Aside from the Rainstorm motif, all the sonic environments are well executed and truly bring you into the fantasy world they depict. The peg-legged pirate includes sounds of seagulls, creaking wood, a parrot and other “aural biscuits” to make you feel like you’re only inches away from Davy Jones’ Locker. The Knight sounds great too with sounds of armor, horses and swords clanging, but it’s clear that Think Geek quickly ran out of ideas. The two robot sound banks, Hydraulic and Steampunk are very similar and the aforementioned Rainstorm is clearly filler. What would have really made the MSP a standout is the ability to upload your own sounds and samples into the device via USB. This would have kept the product continually fresh, and it may have even fostered the discovery of user applications that Think Geek never would have anticipated, creating new markets.

Although the accelerometer technology did a “fair job of identifying a strut from a stomp,” it was not 100%, or even 80% reliable, especially if you are wearing soft-soled shoes, such as sneakers. Shoes with a heel and hard rubber or leather bottoms were “more accelerometer-friendly and assisted the device greatly.” A methodology to adjust the accelerometer’s sensitivity would greatly improve the results.

Conclusion

Now here’s the kicker: The MSP costs $40 bills plus about $8-10 bucks in shipping. That’s $50 bucks! Is it worth it? The reviewers were split. One was 50-50, another was a definite yes for his polished, pirate costume and the third was an outright no. Bottom line: If you are looking for a product that will take your Robot, SuperMario, Cowboy, Pirate, or Zombie costume to the next level and believe $50 is a small price to pay to impress, then the MSP is a no-brainer. If you are not rocking one of those costumes, and care about your hard-earned dollars, then you may want to wait for the price to drop ($19.95 is probably the magic price point) or enhancements to be made for version 2.

The Future

If Think Geek decides to create a MSP 2.0 we’d like to see a way to modulate the accelerometer’s sensitivity and a LED Dimmer. If they really want to open up the product, we’d love to have the ability to input our own samples and the inclusion of an external audio output.

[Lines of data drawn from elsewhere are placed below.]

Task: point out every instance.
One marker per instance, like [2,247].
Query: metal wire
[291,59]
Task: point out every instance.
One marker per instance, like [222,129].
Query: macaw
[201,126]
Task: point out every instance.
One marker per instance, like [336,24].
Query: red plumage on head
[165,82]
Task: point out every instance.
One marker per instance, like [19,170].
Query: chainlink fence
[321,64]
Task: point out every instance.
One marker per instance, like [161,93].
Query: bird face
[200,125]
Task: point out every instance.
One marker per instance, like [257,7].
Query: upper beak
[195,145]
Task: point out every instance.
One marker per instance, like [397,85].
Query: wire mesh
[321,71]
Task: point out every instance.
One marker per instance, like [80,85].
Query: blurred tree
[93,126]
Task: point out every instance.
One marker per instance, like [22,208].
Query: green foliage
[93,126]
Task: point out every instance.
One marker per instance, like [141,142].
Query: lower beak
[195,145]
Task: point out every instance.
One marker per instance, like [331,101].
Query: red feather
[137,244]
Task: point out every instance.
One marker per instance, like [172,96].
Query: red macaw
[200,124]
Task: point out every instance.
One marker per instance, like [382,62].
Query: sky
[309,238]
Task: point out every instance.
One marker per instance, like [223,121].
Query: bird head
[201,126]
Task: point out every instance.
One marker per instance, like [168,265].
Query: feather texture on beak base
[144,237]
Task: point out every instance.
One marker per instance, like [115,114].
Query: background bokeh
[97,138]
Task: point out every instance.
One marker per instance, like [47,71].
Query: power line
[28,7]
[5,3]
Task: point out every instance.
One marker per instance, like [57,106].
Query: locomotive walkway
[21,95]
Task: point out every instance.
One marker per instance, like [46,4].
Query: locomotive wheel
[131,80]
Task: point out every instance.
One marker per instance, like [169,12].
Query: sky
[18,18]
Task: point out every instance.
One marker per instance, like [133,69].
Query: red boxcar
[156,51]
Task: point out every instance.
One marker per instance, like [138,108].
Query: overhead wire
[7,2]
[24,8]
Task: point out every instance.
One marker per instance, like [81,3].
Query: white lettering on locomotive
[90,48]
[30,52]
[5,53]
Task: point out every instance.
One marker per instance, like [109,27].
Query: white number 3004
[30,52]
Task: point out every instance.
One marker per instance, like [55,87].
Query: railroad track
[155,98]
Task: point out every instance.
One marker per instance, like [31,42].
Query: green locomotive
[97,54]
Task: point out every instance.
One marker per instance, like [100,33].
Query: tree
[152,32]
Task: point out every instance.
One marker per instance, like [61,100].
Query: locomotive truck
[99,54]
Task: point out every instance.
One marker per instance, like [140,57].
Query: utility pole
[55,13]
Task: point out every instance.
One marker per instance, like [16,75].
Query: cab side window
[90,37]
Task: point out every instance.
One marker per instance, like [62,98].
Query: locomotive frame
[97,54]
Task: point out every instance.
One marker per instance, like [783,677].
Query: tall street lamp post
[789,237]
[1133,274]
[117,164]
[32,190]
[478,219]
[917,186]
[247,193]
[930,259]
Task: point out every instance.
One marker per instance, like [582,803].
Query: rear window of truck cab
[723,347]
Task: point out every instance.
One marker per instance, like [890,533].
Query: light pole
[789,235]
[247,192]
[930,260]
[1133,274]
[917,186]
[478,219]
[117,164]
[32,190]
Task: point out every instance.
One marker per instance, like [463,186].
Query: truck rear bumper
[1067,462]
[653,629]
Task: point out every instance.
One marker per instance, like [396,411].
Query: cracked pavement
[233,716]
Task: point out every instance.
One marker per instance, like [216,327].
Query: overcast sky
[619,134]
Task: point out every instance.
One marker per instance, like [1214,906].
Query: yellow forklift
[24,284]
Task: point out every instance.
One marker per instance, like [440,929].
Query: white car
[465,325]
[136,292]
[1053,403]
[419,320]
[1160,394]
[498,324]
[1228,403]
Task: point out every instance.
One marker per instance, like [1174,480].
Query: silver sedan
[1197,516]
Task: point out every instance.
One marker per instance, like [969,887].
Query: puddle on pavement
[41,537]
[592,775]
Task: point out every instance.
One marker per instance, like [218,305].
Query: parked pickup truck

                                                                                                                             » FutureMusic Rating: 75%


Cheers:

+ Awesome Concept

+ Loud and Clear Speaker

+ Good Size

+ Industrial Design

+ Quality Of Sonic Environments

Jeers:

- Expensive

- Build Quality

- LED Lights

- Only 9 Environments

- Accelerometer Sensitivity

Off The Record:

“Good cheeky fun! I’m going to tape over the LED lights, hide it under my dress and walk around in public. That should be interesting…”

  —Amanda Johnson   

“I don’t know if Think Geek believes that people are going to use the MSP to accompany their rendition of Singing In The Rain, but the inclusion of that sound set is downright bewildering.”

  —Dan Brotman   

“The inability to input your own samples is a big miss, as well as the exclusion of an external audio output. They would have opened up their potential market way beyond Halloween…”

  —Greg Geller



The Think Geek Mega Stomp Panic is available now for about $50 shipped via Think Geek.